Youth Studies Australia, 1991 v.10 n.3, pp.19-23

This further examination of marketing unions to young people draws on two research projects by the author. He first looks at young people's perceptions and images of trade unions and which particular young people are knowledgeable or not so knowledgeable about unions. He then looks at the effectiveness of campaigns to generate an interest in union activities among young people, asking who are the targets of such campaigns and is the message reaching the audience that could most benefit from union membership?

Young women workers,
by Melanie Raymond & Judith Elton

Youth Studies Australia, 1991 v.10 n.3, pp.24-26

Melanie Raymond describes here the work being done by the ASU specifically to address the needs of young women workers who often see unions as esoteric and alienating. Judith Elton writes that young women entering paid employment today still find it difficult to avoid being affected by the tradition of female employment in Australia, a tradition that has been dominated by the view that the paid employment of women is secondary to that of men, who have been assumed to be primary income earners or breadwinners.

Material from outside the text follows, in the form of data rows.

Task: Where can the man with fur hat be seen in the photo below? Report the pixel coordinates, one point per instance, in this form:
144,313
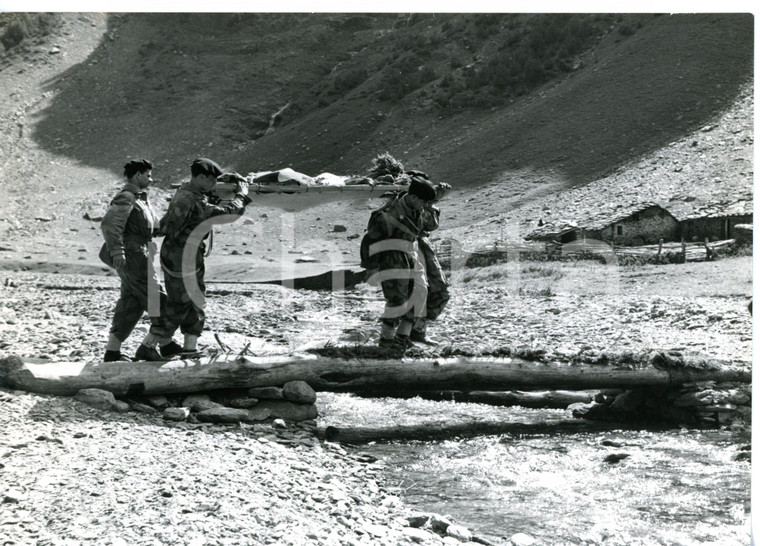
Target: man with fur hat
438,285
186,227
128,227
392,244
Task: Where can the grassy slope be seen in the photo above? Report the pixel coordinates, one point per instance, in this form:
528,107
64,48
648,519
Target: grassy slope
152,88
159,91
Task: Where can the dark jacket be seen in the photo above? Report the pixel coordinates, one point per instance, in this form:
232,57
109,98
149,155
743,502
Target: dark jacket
130,222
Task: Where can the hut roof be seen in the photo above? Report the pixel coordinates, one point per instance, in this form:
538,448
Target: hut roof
722,209
599,220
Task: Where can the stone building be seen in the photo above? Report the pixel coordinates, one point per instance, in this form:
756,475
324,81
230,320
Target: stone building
642,224
716,222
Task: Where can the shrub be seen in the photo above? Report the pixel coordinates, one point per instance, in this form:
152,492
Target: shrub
386,164
349,79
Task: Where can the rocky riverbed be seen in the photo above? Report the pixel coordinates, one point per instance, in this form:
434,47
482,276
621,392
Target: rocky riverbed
73,474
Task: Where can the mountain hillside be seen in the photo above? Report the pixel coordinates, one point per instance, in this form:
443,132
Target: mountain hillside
508,108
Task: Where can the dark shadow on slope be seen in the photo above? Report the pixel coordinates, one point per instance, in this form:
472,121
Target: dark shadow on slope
158,88
632,97
172,87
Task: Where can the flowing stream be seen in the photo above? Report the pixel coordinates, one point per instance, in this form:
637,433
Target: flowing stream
676,486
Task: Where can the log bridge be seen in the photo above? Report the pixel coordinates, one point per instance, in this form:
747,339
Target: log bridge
343,375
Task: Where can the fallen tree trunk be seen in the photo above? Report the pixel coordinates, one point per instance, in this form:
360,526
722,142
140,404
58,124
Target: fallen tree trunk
467,429
340,375
542,399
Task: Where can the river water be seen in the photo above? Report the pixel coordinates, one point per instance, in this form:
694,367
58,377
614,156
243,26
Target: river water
676,486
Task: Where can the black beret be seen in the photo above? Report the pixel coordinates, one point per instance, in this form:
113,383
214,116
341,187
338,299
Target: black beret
422,188
206,166
135,166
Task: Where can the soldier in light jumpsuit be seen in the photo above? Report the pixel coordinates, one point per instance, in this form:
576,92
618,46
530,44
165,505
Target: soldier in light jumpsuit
190,209
128,227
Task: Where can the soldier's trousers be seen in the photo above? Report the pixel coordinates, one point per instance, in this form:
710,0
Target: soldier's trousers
405,288
186,293
438,286
138,283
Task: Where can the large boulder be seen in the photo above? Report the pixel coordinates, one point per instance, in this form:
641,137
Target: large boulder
743,234
266,393
233,415
288,410
98,398
299,392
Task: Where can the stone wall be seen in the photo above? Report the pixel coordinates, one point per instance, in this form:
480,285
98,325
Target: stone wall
644,228
293,402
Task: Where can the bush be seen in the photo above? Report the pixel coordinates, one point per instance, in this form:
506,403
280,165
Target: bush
19,26
349,79
386,164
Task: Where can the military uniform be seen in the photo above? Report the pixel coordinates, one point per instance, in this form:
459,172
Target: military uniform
189,208
438,285
395,229
128,227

Contracts & Agreements: Government reforms in Australia and New Zealand,
by Chris White and Judith Bessant

Youth Studies Australia, 1991 v.10 n.3, pp.27-33

Chris White met with unions and workers in New Zealand to find out about the impact of the new NZ Employment Contracts Act. In this report he states that under the Act, exploitation, especially of young people, will be easier and negotiation of wages and conditions much more difficult. Reforms on the Australian side of the Tasman are also of a 'tightened' nature. While New Zealand has gone for employment 'contracts', Australia has taken on unemployment 'agreements'. The Australian Government's Newstart program, previously the Active Employment Strategy, began operation in July, attracting considerable criticism from around the community. Key features of the Newstart program are discussed in this report Nomads of the Future, by Judith Bessant, who raises questions about the program's infringement on the rights of the unemployed and an apparent reconstituting of Australia's traditional conception of the welfare state.

The student worker: A new adolescent lifestyle,
by Karen Yap

Youth Studies Australia, 1991 v.10 n.3, pp.34-38

In the first of two research-based articles on student workers, Karen Yap questions the assumption that the experience of part-time work is intrinsically good for the students, and calls for greater awareness among teachers of the demands of this increasingly common lifestyle.

Working blind: How much do student workers know?,
by John Spoehr

Youth Studies Australia, 1991 v.10 n.3, pp.39-44

Our second article on student workers reports on a study of students' participation and experience including their awareness of industrial rights and the role of unions.

Condemning their children: Occupational inheritance and the inheritance of patterns of work-related injury,
by Claire James

Youth Studies Australia, 1991 v.10 n.3, pp.45-48

Many Australian adolescents seek work in the same field of employment as their parents - an occupational inheritance that, according to research by Claire James, also results in the inheritance of predictable patterns of work-related injury.

Alternatives to unemployment: Some outcomes of the Transition Education Program,
by Barry J. Fraser

Youth Studies Australia, 1991 v.10 n.3, pp.50-53

Concerns over high youth unemployment have a history going back to 1979 when the then Liberal government introduced the Transition Program aimed at improving 'at risk' students' preparation for work. This retrospective account of the Transition Program synthesises case studies of projects in three Australian states and shows that outcomes included improvements in self-esteem and satisfaction with school among groups traditionally alienated by schooling.

Young volunteers save the cinema in A town like Woomera,
by Jessica Lockett

Youth Studies Australia, 1991 v.10 n.3, pp.54-56

The world of work takes on many forms for young people. Volunteer work in the community can be one of the most interesting - even if the rewards are not financial. Jessica Lockett writes about an unusual project (in an unusual town) which combines the benefits of fundraising and work experience while providing a service for the whole community.